Na pewno tak. Najbardziej szkoda kibiców i zawodników, którzy podpisali tam kontrakty. Jest, jak jest. To pewnie dobra szkoła dla PZM czy Nice 1. Ligi Żużlowej. Działacze będą bardziej uważni w przyszłości, by tak się nie działo.

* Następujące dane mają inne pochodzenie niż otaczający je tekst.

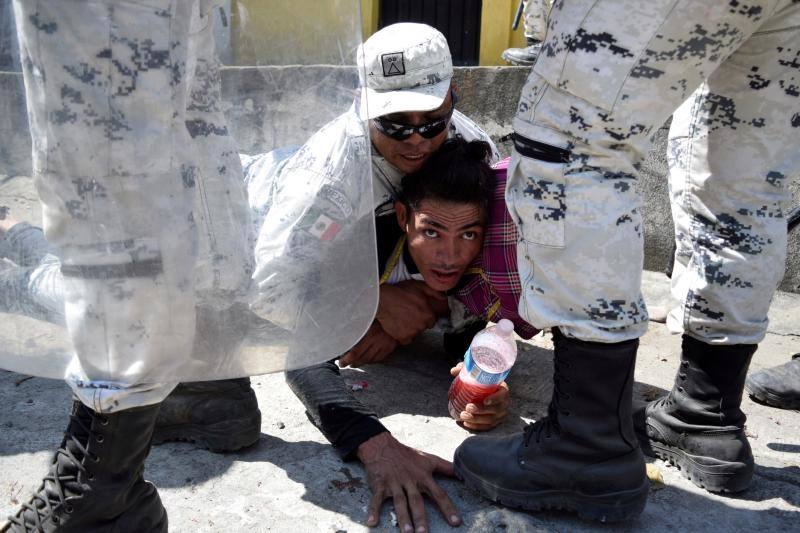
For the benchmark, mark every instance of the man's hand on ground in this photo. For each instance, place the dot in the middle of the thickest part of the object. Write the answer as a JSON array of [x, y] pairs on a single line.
[[493, 410], [374, 347], [405, 475], [408, 308]]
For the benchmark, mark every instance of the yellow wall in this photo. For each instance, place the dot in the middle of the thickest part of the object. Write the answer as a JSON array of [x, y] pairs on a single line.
[[290, 31], [496, 33]]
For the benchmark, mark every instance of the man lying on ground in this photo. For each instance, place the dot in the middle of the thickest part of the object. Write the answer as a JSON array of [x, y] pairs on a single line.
[[445, 250], [435, 238]]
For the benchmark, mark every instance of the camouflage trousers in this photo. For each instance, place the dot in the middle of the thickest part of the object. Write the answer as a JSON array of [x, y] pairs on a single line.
[[610, 73], [140, 184], [535, 18]]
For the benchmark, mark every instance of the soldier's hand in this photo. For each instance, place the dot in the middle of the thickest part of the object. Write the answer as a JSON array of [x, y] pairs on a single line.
[[404, 474], [407, 309], [485, 416], [375, 346]]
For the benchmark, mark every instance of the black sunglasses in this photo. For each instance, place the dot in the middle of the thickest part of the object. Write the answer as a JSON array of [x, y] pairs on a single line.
[[429, 130]]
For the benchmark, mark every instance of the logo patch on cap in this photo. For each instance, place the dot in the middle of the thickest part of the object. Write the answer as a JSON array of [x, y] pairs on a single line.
[[393, 64]]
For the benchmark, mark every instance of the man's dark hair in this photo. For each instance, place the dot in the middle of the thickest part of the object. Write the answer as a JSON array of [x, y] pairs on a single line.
[[458, 172]]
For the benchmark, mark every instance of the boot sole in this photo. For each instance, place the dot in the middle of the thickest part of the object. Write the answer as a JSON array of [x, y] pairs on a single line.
[[611, 507], [707, 473], [223, 437]]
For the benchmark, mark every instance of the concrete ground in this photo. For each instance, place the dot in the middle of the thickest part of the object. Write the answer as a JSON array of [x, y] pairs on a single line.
[[292, 481]]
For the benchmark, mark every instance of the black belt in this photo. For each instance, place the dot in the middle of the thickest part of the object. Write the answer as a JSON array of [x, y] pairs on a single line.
[[540, 151]]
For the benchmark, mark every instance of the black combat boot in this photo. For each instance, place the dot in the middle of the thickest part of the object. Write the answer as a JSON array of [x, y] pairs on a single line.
[[583, 456], [523, 57], [699, 426], [777, 386], [220, 416], [95, 482]]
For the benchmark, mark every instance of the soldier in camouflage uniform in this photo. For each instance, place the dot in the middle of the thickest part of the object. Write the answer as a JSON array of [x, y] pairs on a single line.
[[127, 137], [610, 73]]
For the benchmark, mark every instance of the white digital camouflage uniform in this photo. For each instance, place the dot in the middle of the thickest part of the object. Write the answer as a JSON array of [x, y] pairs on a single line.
[[534, 20], [609, 74], [131, 155], [314, 171]]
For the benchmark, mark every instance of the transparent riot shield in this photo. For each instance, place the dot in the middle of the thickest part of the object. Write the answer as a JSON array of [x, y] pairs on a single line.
[[185, 190]]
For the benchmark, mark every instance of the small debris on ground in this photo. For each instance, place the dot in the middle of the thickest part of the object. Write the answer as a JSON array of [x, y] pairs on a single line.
[[20, 381], [361, 385], [655, 477]]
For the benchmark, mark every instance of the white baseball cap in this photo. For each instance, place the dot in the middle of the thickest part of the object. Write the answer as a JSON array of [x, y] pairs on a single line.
[[403, 67]]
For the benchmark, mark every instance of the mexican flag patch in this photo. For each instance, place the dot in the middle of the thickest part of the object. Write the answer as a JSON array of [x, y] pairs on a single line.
[[319, 225]]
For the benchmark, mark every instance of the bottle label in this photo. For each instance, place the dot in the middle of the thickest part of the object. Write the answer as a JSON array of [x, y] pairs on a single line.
[[481, 375]]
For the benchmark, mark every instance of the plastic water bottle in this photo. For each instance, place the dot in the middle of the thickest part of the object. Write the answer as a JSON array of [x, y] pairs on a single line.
[[488, 360]]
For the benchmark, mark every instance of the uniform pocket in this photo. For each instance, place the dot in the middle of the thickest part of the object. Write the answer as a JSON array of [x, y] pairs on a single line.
[[537, 198], [592, 47]]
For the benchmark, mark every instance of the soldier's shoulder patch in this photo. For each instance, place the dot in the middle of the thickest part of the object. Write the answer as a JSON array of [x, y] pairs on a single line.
[[393, 64]]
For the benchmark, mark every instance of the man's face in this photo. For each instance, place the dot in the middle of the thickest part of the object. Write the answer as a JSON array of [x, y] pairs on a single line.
[[443, 238], [409, 155]]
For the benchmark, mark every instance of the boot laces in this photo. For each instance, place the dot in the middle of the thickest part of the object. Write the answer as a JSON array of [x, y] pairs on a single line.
[[668, 400], [548, 425], [62, 480]]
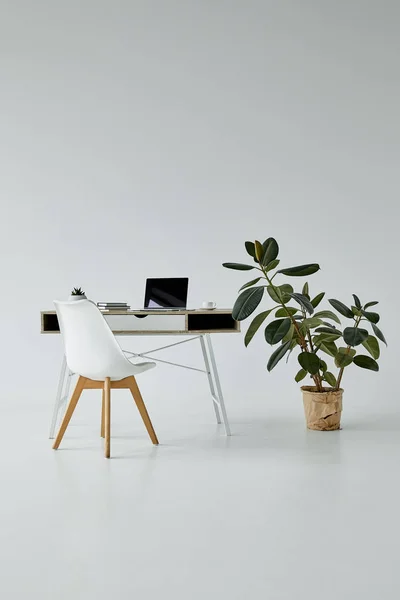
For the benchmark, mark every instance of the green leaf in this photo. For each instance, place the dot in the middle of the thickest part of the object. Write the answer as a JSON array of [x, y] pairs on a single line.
[[372, 317], [328, 347], [250, 283], [247, 303], [341, 308], [272, 265], [379, 333], [280, 293], [276, 331], [330, 378], [281, 312], [255, 325], [322, 365], [350, 351], [259, 251], [353, 336], [311, 322], [250, 248], [366, 362], [300, 375], [289, 336], [271, 251], [330, 330], [372, 345], [371, 304], [277, 355], [327, 314], [237, 266], [303, 301], [309, 361], [315, 301], [301, 270], [343, 360]]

Nice 1. Liga Żużlowa prawdopodobnie pojedzie w osłabieniu, ale za to będzie bardzo zacięta i mocna.

Pewnie, że tak. Wydaje mi się jednak, że w zeszłym roku było tak samo. Może nie każdy mecz, ale większość. W tej lidze jeżdżą bardzo dobrzy zawodnicy. Wydaje mi się nawet, że niektórzy z PGE Ekstraligi najchętniej poszliby do Nice 1. Ligi Żużlowej. Atmosfera i mecze są bardziej naturalne. Inaczej się podchodzi do tego wszystkiego. Bardziej podchodzi się do tego przez zabawę niż biznes i pryzmat pieniędzy. Musimy utrzymać tę pierwszą ligę taką, jaka jest.